William not 'regular attender of libraries' at university, Oxford students learn
The Duke of Cambridge has confessed he was not the most diligent student when it came to using the library at university.
On a visit to Oxford to officially open two libraries, William admitted that he did not often use the library at the University of St Andrews, where he studied for a geography degree and met his future wife, Kate.
Speaking to students and benefactors at Magdalen College's new Longwall Library, he said: "I can't say I was a regular attender of libraries."
Dayna Hamilton, a third-year engineering student at Magdalen, was among those the Duke spoke with.
She said William claimed he would have gone more often if he had a library like Magdalen's, which has recently undergone an £11 million refurbishment.
"He said if this was his library he would have gone a little bit more," she said.
More than 100 students gathered in the quad to watch the Duke arrive, while some looked on from their bedrooms while sleepily eating breakfast.
William spoke to students who were sitting at desks in the library but he was quick to realise that they were not really studying hard.
Jack Barber, 21, who is reading history at Magdalen and helped raise money for the library's refurbishment, said William spotted that his book had been placed as a prop for the visit.
"He saw my book and it was obviously the first one I plucked off the shelf.
"He said 'Enjoy your pretend studying'."
William unveiled a plaque officially opening the new library before moving on to another - Oxford's Weston Library.
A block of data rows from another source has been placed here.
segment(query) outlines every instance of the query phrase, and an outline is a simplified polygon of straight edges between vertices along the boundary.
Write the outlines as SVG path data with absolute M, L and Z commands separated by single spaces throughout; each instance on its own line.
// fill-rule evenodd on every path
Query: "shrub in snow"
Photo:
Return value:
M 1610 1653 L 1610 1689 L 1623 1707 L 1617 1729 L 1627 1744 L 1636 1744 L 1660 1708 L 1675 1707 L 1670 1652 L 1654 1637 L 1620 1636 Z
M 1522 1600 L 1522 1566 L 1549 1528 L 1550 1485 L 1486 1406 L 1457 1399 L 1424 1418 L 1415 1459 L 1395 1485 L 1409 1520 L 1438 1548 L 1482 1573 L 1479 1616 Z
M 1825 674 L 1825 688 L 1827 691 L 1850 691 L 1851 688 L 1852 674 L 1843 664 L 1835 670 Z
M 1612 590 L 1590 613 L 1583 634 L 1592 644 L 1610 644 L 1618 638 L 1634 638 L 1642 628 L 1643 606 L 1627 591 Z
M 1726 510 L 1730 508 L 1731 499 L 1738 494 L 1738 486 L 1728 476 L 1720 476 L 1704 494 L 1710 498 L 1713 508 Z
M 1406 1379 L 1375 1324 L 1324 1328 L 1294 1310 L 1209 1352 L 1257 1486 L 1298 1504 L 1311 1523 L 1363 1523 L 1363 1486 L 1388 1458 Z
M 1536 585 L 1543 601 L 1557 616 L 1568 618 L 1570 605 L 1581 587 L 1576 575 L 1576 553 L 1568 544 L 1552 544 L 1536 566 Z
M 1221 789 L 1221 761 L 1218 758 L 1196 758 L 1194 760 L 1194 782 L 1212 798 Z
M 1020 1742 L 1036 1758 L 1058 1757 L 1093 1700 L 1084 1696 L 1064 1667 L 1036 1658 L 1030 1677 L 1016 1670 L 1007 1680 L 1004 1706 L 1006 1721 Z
The library - which is part of the Bodleian Library - has reopened following an £80 million transformation.
The Duke took a tour through the revamped special collections library, seeing a display of historical objects including the key that his great-grandfather, King George VI, used to open the library in 1946.
There, William revealed that his favourite book, The Gruffalo, was also loved by Prince George and Princess Charlotte.
He told a group of children that he and his family enjoy the popular story as he chatted to them about school and lessons.
Xiomara, eight, a pupil at Pegasus Primary School, gave William a picture of a toucan.
"He really liked it and he said he'd show his son George," she said.
The schoolgirl added: "His favourite book was The Gruffalo."
Asked if he said the book was his favourite book or his children's, she said: "His and his children."
The Gruffalo, which has sold millions of copies, tells the story of a mouse taking a walk through a forest.
Before declaring Weston Library officially open, William said: "It is very good to be back at Oxford, and thank you for your warm welcome. I suspect today is the noisiest this library will ever be."
Later, he officially opened Oxford's Blavatnik School of Government, where he met students and those involved in the design and construction of the building.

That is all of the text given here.